Zurück zu 6. Nach Extraktion der Bilder der Graustufenobjekte entsprechend den binären Objekten, wie oben beschrieben, setzt in Schritt 52 die Bildverarbeitungseinheit ein symmetrie-Bestimmungsmaskenflächen UMASK und DMASK zur Bestimmung des vertikalen Symmetriegrads des Graustufenobjekts auf das obere Teil und das untere Teil des Bilds. In diesem Fall sind, wie in 9 gezeigt, die symmetrie-Bestimmungsmastenflächen UMASK und DMASK rechteckige Flächen, jeweils mit einer Breite W3, die gleich der Breite W2 ist (= Breite W1 der Maskenfläche MASK) des Bilds 104 des Graustufenobjekts 102, und mit einer vertikalen Länge H3, die ein vorbestimmtes Verhältnis der vertikalen Länge H2 des Bilds 104 des Graustufenobjekts 102 hat (die Länge erhalten durch multiplizieren H2 mit einer positiven Konstanten kleiner 1). Obwohl die vertikale Länge H3 der symmetrie-Bestimmungsmaskenfläche UMASK oder DMASK kleiner als eine Hälfte der vertikalen Länge H2 (= H2/2) des Bilds 104 des Graustufenobjekts 102 in dieser Ausführung ist, kann sie auch gleich H2/2 sein. In anderen Worten, die Flächen, die durch Halbieren des Bilds 104 des Graustufenobjekts 102 in obere und untere Teile erhalten ist, kann als die symmetrie-Bestimmungsmaskenflächen UMASK und DMASK gesetzt werden. Die Breite W3 der symmetrie-Bestimmungsmaskenflächen UMASK und DMASK kann etwas kleiner sein als die Breite W2 des Bilds 104 des Graustufenobjekts 102.

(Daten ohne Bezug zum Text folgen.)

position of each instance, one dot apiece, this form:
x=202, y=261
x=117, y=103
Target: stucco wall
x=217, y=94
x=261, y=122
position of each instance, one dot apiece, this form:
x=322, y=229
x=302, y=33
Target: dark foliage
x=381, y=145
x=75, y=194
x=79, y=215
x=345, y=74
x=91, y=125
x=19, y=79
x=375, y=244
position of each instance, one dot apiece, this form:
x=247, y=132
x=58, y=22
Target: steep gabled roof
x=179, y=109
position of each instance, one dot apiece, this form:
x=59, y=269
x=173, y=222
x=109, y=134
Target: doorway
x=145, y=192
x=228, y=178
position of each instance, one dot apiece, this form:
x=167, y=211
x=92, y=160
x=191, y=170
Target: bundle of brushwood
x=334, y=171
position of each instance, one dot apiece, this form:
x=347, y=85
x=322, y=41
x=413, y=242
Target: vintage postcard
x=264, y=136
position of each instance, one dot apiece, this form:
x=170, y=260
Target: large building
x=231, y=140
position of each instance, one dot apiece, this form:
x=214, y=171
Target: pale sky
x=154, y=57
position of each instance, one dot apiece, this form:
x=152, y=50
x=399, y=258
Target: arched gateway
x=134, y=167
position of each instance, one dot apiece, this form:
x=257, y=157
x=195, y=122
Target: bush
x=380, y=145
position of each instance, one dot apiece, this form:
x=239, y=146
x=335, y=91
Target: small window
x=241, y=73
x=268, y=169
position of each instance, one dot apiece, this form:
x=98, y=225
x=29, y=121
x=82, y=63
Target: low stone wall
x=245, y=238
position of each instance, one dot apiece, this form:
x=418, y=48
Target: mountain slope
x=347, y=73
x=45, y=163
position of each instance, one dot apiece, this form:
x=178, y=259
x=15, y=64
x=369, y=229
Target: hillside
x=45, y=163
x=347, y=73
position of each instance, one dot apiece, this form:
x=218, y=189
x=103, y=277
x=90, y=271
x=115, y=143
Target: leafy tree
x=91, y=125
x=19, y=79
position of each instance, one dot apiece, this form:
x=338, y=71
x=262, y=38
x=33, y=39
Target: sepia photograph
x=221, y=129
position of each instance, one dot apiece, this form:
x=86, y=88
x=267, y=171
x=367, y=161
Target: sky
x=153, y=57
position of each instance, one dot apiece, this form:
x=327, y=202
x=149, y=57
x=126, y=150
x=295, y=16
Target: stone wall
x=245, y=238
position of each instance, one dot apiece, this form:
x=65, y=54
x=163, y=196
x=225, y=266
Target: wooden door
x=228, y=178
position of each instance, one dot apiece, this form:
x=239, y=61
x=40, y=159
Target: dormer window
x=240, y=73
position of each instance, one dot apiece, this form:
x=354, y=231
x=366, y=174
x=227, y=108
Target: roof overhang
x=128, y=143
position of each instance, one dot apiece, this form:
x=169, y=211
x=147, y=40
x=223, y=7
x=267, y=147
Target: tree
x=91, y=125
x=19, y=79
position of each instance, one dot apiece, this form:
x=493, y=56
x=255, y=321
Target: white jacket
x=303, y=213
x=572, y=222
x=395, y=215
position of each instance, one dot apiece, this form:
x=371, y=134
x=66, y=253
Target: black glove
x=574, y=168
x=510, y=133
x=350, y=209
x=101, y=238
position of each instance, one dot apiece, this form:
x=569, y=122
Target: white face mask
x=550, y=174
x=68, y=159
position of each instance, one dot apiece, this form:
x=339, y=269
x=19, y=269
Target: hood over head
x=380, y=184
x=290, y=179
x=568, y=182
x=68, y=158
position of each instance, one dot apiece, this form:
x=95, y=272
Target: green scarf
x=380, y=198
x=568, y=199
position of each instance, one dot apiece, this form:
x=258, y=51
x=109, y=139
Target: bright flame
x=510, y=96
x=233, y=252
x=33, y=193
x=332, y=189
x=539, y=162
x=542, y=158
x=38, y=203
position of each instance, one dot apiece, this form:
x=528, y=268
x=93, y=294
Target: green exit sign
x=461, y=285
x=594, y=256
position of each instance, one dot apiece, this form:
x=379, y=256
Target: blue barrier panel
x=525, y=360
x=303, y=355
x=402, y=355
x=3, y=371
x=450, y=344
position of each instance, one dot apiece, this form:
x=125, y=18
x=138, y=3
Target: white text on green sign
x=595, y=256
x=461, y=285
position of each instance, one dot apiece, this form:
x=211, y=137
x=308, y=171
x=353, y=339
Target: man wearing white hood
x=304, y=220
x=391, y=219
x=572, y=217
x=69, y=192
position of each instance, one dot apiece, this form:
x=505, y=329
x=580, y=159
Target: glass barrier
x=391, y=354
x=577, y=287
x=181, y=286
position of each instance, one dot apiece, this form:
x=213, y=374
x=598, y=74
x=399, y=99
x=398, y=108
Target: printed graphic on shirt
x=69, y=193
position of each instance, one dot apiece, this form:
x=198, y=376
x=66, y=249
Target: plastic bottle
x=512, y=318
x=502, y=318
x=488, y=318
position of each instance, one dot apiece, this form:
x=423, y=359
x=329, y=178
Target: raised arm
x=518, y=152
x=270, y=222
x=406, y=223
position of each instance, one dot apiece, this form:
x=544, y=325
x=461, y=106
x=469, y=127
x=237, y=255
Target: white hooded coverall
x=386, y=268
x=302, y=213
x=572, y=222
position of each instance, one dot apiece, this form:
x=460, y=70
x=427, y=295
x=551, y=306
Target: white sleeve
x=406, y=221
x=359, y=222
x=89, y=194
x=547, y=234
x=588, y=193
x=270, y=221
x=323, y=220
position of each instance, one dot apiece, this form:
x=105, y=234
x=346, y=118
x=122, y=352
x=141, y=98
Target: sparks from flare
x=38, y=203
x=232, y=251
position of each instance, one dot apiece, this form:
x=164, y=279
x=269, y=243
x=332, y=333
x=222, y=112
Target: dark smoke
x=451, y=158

Anschließend bestimmt die Bildverarbeitungseinheit 1 in Schritt 53 den Korrelationsgrad (den Koinzidenzgrad der Luminanzverteilung) der symmetrie-Bestimmungsmaskenflächen UMASK und DMASK. Falls bestimmt wird, dass der Korrelationsgrad hoch ist, bestimmt die Bildverarbeitungseinheit 1 in Schritt 54, dass der Grad der vertikalen Symmetrie des Graustufenobjekts hoch ist. Falls andererseits bestimmt wird, dass der Korrelationsgrad niedrig ist, bestimmt die Bildverarbeitungseinheit 1 in Schritt 55, dass der Grad der vertikalen Symmetrie des Graustufenobjekts niedrig ist. In diesem Fall wird, insbesondere die Bestimmung in Schritt 53 durchgeführt, durch Vergleich der Summe der absoluten Differenz zu der symmetrie-Bestimmungsmaskenflächen UMASK und DMASK mit einem vorbestimmten Schwellenwert. Falls die Summe der absoluten Differenzen gleich oder kleiner als der vorbestimmte Schwellenwert ist, wird bestimmt, dass der Korrelationsgrad hoch ist; und falls die Summe der absoluten Differenzen größer als der vorbestimmte Wert ist, wird bestimmt, dass der Korrelationsgrad niedriger ist.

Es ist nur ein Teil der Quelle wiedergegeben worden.